Freeman Daniel
Lancet Psychiatry. 2016 Jul;3(7):685-92. doi: 10.1016/S2215-0366(16)00066-3.
A spectrum of severity of paranoia (unfounded thoughts that others are deliberately intending to cause harm) exists within the general population. This is unsurprising: deciding whether to trust or mistrust is a vital aspect of human cognition, but accurate judgment of others' intentions is challenging. The severest form of paranoia is persecutory delusions, when the ideas are held with strong conviction. This paper presents a distillation of a cognitive approach that is being translated into treatment for this major psychiatric problem. Persecutory delusions are viewed as threat beliefs, developed in the context of genetic and environmental risk, and maintained by several psychological processes including excessive worry, low self-confidence, intolerance of anxious affect and other internal anomalous experiences, reasoning biases, and the use of safety-seeking strategies. The clinical implication is that safety has to be relearned, by entering feared situations after reduction of the influence of the maintenance factors. An exciting area of development will be a clinical intervention science of how best to enhance learning of safety to counteract paranoia.

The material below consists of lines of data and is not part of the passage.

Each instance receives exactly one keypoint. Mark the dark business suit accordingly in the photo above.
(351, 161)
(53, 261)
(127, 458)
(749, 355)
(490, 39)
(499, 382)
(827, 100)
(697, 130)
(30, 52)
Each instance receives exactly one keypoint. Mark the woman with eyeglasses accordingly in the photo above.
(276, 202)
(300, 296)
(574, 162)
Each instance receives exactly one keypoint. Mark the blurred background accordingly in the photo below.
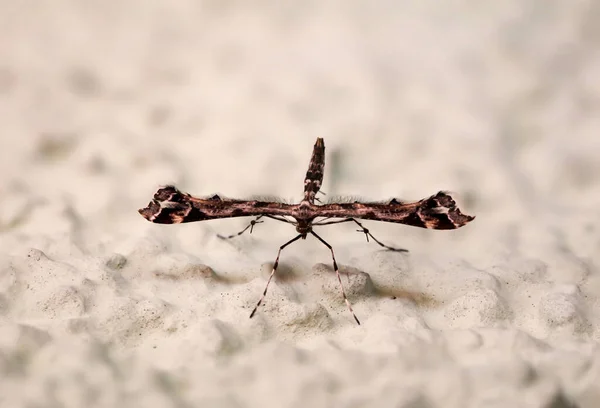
(101, 102)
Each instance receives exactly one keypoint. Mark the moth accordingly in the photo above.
(171, 206)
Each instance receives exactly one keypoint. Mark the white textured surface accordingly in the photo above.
(100, 102)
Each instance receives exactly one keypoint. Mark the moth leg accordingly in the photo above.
(249, 226)
(337, 273)
(368, 234)
(273, 273)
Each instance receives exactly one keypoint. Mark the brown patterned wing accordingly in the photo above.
(436, 212)
(171, 206)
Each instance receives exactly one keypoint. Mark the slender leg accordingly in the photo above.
(337, 273)
(251, 226)
(366, 232)
(273, 273)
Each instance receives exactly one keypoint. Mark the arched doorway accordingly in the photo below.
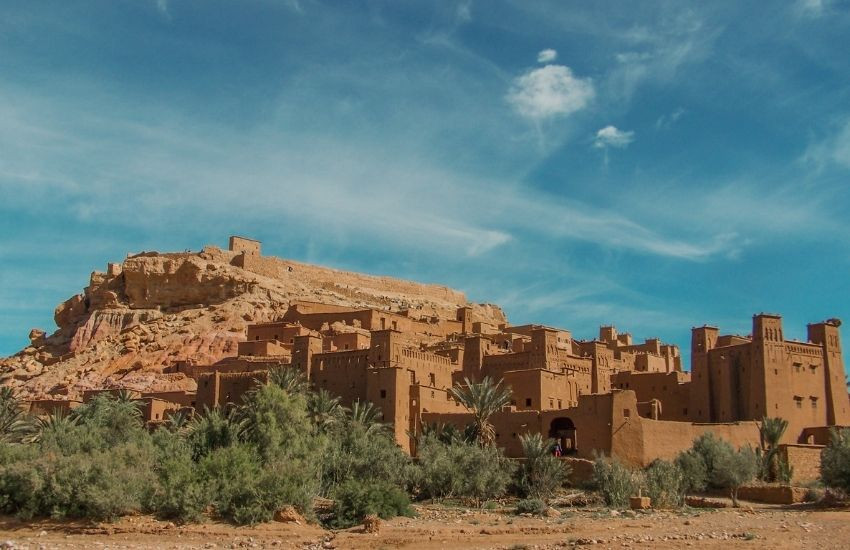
(564, 432)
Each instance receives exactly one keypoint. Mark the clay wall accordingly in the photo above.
(157, 410)
(284, 332)
(509, 426)
(342, 373)
(44, 407)
(828, 337)
(349, 341)
(672, 389)
(645, 362)
(817, 435)
(263, 348)
(496, 366)
(389, 390)
(541, 390)
(665, 439)
(88, 395)
(804, 459)
(181, 397)
(249, 247)
(220, 389)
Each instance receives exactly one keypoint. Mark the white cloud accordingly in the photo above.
(546, 56)
(667, 120)
(812, 8)
(550, 91)
(611, 136)
(464, 12)
(657, 55)
(833, 150)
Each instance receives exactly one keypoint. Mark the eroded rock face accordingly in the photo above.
(153, 310)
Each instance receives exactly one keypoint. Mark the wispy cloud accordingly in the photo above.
(812, 8)
(665, 121)
(611, 136)
(547, 56)
(550, 91)
(833, 150)
(464, 11)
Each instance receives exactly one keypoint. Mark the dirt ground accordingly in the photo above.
(441, 527)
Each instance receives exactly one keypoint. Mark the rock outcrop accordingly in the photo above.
(141, 316)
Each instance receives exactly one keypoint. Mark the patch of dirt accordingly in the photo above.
(441, 527)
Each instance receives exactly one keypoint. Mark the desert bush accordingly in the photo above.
(245, 491)
(275, 421)
(354, 450)
(615, 481)
(534, 506)
(180, 492)
(542, 473)
(461, 469)
(693, 471)
(711, 449)
(100, 485)
(664, 484)
(21, 485)
(734, 468)
(356, 499)
(213, 429)
(835, 460)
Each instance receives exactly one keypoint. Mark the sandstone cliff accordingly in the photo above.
(154, 309)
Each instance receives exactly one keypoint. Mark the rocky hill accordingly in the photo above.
(154, 309)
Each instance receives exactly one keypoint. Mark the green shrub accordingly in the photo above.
(354, 451)
(615, 482)
(694, 473)
(711, 449)
(664, 484)
(275, 421)
(21, 485)
(542, 473)
(356, 499)
(734, 468)
(100, 485)
(180, 493)
(534, 506)
(835, 460)
(462, 470)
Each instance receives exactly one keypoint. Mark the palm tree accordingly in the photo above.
(367, 415)
(324, 410)
(178, 421)
(482, 399)
(212, 430)
(14, 423)
(288, 378)
(771, 431)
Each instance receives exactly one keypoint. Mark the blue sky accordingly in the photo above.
(649, 164)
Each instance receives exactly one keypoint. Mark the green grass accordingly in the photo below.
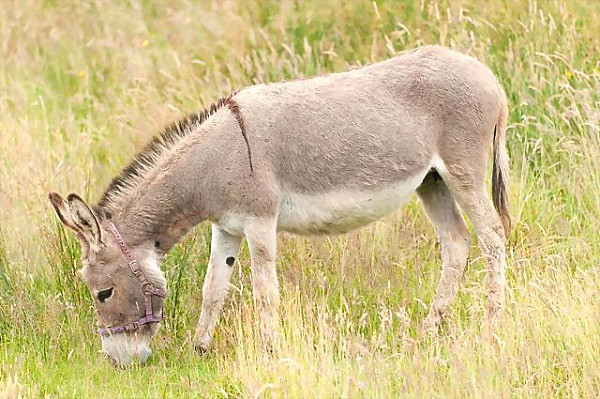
(85, 85)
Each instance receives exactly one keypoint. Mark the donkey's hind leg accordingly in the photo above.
(473, 198)
(454, 241)
(261, 235)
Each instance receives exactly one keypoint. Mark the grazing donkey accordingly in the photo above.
(316, 156)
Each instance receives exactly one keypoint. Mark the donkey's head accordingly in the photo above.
(126, 283)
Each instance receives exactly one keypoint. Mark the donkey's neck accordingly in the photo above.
(163, 209)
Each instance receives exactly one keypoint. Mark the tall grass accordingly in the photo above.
(86, 84)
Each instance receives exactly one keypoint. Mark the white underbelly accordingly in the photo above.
(343, 210)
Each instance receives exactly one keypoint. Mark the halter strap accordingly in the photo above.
(148, 289)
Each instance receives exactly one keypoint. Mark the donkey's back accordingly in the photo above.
(348, 148)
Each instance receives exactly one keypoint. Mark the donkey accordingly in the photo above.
(316, 156)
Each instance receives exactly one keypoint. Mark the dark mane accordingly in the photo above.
(146, 159)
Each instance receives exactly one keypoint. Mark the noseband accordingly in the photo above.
(147, 287)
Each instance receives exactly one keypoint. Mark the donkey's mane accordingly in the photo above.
(146, 160)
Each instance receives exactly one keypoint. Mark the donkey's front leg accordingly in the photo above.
(262, 242)
(223, 249)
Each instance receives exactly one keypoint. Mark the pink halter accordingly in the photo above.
(147, 287)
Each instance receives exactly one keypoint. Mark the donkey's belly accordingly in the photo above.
(342, 210)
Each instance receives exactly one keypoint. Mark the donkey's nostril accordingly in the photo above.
(105, 294)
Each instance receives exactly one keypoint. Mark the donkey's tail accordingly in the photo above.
(500, 168)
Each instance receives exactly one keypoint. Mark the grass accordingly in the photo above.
(87, 84)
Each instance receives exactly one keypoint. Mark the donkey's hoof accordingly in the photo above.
(201, 350)
(430, 327)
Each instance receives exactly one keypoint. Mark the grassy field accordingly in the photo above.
(85, 85)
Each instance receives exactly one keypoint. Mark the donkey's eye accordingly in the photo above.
(105, 294)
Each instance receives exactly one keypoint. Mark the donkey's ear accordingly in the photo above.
(85, 220)
(62, 210)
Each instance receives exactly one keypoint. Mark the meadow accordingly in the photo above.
(84, 85)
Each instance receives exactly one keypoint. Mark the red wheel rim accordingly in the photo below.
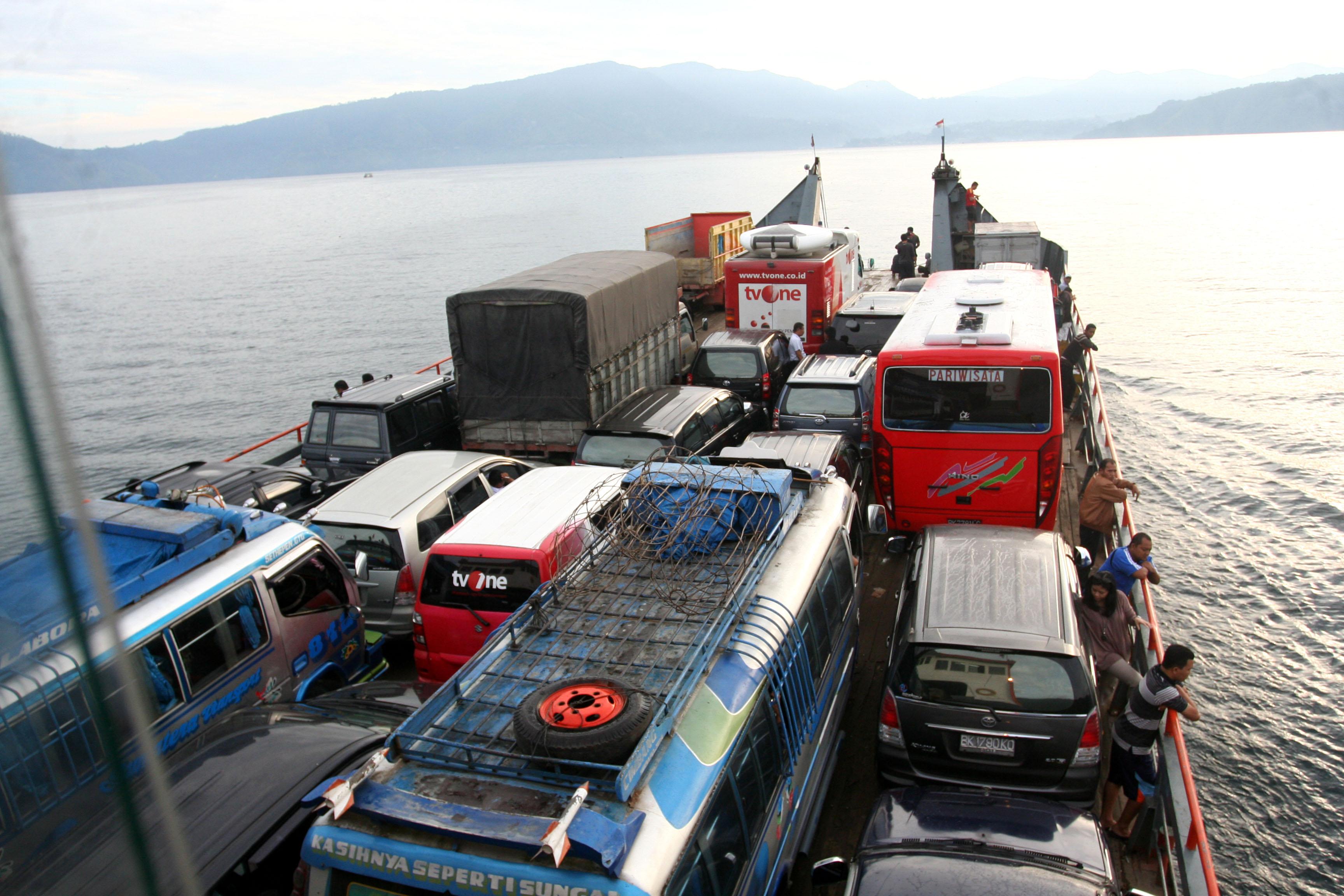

偏执狂(毫无根据的认为他人故意造成伤害的想法)在普通人群中存在不同程度的严重情况。这并不奇怪:决定信任还是不信任是人类认知的一个重要方面,但准确判断他人意图具有挑战性。最严重的偏执狂形式是被害妄想,即这些想法被坚定地持有。本文介绍了一种正在转化为针对这一主要精神问题治疗方法的认知方法的提炼。被害妄想被视为在遗传和环境风险背景下形成的威胁信念,并通过包括过度担忧、缺乏自信、无法忍受焦虑情绪和其他内部异常体验、推理偏差以及使用寻求安全策略等多种心理过程得以维持。临床意义在于,在减少维持因素的影响后,通过进入恐惧情境来重新学习安全。一个令人兴奋的发展领域将是关于如何最好地加强安全学习以对抗偏执狂的临床干预科学。